The Weight of What We Carry
Margaret stood on the balcony of her twelfth-floor apartment, watching the city lights blink like dying stars. At 42, she'd built something resembling a life—a corporate VP title, a penthouse with skyline views, a husband who'd stopped asking why she came home smelling of scotch and exhaustion.
Inside, the catering company was setting up for the anniversary party. Ten years. A decade since she'd been foolish enough to believe that ambition and love could coexist. Now she just felt hollowed out, like a tree struck by lightning that keeps standing anyway.
The pyramid scheme she'd inadvertently built—people managing people managing people—had finally collapsed under its own weight yesterday. Three hundred layoffs. She'd made the calls herself, voice steady, hands shaking. Her assistant had pressed a绿叶 smoothie into her palm afterward, all spinach and optimism, as if chlorophyll could somehow metabolize corporate sin.
"Running from something or toward something?"
She turned. David, the neighbor from 12B, leaning against the shared wall. He was younger—maybe 32—and had the kind of face that suggested he'd never fired anyone.

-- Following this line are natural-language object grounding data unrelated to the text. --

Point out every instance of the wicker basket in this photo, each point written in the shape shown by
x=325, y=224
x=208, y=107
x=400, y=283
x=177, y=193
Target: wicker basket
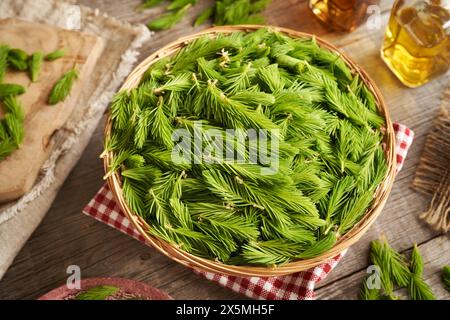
x=344, y=242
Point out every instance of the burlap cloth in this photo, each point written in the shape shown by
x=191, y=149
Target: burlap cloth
x=19, y=219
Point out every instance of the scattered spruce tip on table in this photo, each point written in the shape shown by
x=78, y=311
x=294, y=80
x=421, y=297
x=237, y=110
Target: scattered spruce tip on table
x=395, y=272
x=12, y=131
x=97, y=293
x=223, y=12
x=331, y=158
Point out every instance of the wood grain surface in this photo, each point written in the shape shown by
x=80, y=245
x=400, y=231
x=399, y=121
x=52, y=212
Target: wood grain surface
x=18, y=172
x=67, y=237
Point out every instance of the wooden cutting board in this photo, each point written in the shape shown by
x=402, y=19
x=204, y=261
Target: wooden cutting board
x=19, y=171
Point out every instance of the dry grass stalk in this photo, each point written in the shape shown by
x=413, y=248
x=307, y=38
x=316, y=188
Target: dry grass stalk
x=432, y=175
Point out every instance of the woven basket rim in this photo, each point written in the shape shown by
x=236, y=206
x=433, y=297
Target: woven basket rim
x=203, y=264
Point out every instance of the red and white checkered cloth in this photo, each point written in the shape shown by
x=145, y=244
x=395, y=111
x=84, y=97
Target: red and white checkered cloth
x=298, y=286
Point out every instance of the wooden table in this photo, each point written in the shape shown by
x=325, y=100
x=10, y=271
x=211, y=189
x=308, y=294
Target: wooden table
x=67, y=237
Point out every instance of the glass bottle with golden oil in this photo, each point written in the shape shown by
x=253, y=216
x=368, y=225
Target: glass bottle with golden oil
x=417, y=41
x=342, y=15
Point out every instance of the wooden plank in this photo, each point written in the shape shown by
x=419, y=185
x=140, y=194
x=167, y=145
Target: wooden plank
x=434, y=259
x=18, y=172
x=66, y=237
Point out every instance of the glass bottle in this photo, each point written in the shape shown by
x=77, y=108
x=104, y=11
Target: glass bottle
x=342, y=15
x=417, y=41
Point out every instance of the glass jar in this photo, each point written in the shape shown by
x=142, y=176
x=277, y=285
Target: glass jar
x=342, y=15
x=417, y=41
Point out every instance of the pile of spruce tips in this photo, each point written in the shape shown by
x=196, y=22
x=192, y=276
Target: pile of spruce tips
x=330, y=154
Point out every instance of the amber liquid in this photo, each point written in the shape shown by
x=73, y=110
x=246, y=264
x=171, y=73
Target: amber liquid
x=416, y=45
x=342, y=15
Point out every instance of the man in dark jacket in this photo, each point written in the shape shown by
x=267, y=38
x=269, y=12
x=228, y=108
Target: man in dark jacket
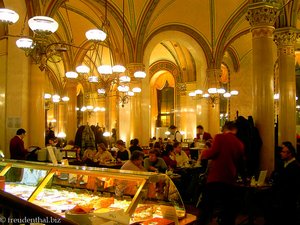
x=226, y=155
x=16, y=146
x=286, y=187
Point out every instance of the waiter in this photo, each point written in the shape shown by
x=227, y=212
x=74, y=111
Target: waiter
x=16, y=145
x=175, y=135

"Just getting air," she said.
"Your husband's looking for you." He gestured toward her door with a wine glass. "Said something about a toast."
"Let him wait."
David stepped closer. The sexual tension between them had been building for months, thick and suffocating. Not an affair—not yet. Just the infinite possibility of one.
"My grandmother used to say," he murmured, "that grief is like swimming in clothes. You can do it, but eventually the weight pulls you down."
"I'm not grieving."
"Aren't you?"
She looked at him really looked. The earnestness. The youth. The way he still believed that vulnerability could be weaponized for connection rather than destruction.

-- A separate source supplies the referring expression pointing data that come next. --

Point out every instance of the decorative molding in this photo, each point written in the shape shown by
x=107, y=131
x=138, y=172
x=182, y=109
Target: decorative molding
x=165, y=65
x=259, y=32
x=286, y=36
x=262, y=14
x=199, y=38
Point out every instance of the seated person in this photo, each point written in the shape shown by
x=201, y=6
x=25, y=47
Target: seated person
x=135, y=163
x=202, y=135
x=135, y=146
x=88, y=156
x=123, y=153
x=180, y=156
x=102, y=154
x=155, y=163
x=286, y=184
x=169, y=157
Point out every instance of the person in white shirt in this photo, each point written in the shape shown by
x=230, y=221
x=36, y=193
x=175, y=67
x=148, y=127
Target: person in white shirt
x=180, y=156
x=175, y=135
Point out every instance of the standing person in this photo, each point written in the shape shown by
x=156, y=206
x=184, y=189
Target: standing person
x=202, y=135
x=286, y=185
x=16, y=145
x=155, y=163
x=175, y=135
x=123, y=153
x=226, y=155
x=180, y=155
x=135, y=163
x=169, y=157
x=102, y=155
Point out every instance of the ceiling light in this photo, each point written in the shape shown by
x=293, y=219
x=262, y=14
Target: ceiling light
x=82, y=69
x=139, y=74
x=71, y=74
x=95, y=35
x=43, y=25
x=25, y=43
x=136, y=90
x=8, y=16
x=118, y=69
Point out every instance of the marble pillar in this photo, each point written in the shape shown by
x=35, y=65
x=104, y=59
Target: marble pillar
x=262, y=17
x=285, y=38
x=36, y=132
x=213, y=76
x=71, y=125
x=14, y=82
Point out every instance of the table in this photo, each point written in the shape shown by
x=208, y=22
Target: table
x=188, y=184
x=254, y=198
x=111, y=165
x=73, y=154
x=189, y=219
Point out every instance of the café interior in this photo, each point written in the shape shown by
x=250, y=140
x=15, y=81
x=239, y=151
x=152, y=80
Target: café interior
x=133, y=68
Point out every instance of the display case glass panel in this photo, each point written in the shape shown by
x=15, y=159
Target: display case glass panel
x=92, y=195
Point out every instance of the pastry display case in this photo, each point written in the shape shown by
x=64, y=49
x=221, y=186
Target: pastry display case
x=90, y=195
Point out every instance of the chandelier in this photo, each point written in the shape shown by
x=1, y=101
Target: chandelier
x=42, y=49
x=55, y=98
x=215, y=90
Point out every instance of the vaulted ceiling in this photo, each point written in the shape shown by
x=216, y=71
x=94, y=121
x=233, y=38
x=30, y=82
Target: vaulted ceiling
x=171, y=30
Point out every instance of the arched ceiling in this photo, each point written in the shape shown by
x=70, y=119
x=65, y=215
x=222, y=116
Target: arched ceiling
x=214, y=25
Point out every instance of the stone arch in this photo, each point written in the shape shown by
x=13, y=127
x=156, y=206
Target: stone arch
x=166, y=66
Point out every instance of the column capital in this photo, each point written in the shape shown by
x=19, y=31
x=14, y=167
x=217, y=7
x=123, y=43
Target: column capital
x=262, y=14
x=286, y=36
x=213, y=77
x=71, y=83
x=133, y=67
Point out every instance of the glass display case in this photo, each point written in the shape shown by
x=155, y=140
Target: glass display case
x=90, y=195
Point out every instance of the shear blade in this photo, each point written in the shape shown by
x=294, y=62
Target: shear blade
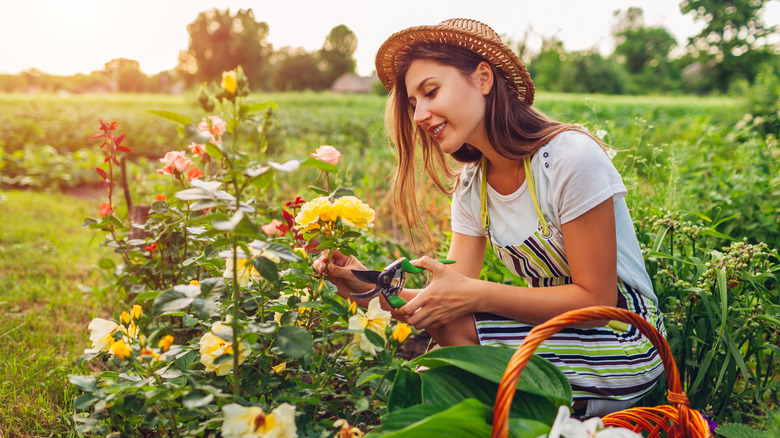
x=367, y=276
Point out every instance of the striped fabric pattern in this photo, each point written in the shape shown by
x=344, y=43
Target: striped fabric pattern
x=599, y=362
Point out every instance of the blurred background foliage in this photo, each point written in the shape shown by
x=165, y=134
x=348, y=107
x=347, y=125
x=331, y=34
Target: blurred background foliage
x=734, y=48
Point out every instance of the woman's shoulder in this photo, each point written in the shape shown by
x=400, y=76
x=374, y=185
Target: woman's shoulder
x=570, y=148
x=567, y=141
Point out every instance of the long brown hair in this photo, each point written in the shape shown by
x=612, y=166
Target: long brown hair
x=514, y=128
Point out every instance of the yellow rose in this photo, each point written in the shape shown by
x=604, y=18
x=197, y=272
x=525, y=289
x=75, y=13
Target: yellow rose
x=120, y=350
x=314, y=211
x=374, y=319
x=354, y=212
x=253, y=422
x=229, y=82
x=401, y=332
x=165, y=343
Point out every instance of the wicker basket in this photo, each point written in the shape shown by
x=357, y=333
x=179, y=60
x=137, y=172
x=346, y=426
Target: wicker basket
x=675, y=420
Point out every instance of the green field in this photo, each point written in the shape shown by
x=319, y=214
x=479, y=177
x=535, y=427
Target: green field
x=688, y=162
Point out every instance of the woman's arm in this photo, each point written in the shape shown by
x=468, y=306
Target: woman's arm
x=591, y=250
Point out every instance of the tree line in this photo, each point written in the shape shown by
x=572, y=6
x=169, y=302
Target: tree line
x=733, y=51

"I can't bear this anymore," she said, and the confession felt like vomit—violent and necessary. "The pretending. The performance. The way Stephen looks at me like I'm a stranger he's still legally obligated to find attractive."
"Then stop."
"It's not that simple."
"It never is." He touched her arm, fingers warm against her cooling skin. "But the alternative is continuing to drown in shallow water while pretending you know how to swim."
Inside, the music started—something jazzy and optimistic. Somewhere, Stephen was probably practicing his toast. Somewhere, three hundred people were updating their resumes, and tomorrow Margaret would have to do it all again.
Instead, she stepped into David's apartment and closed the door.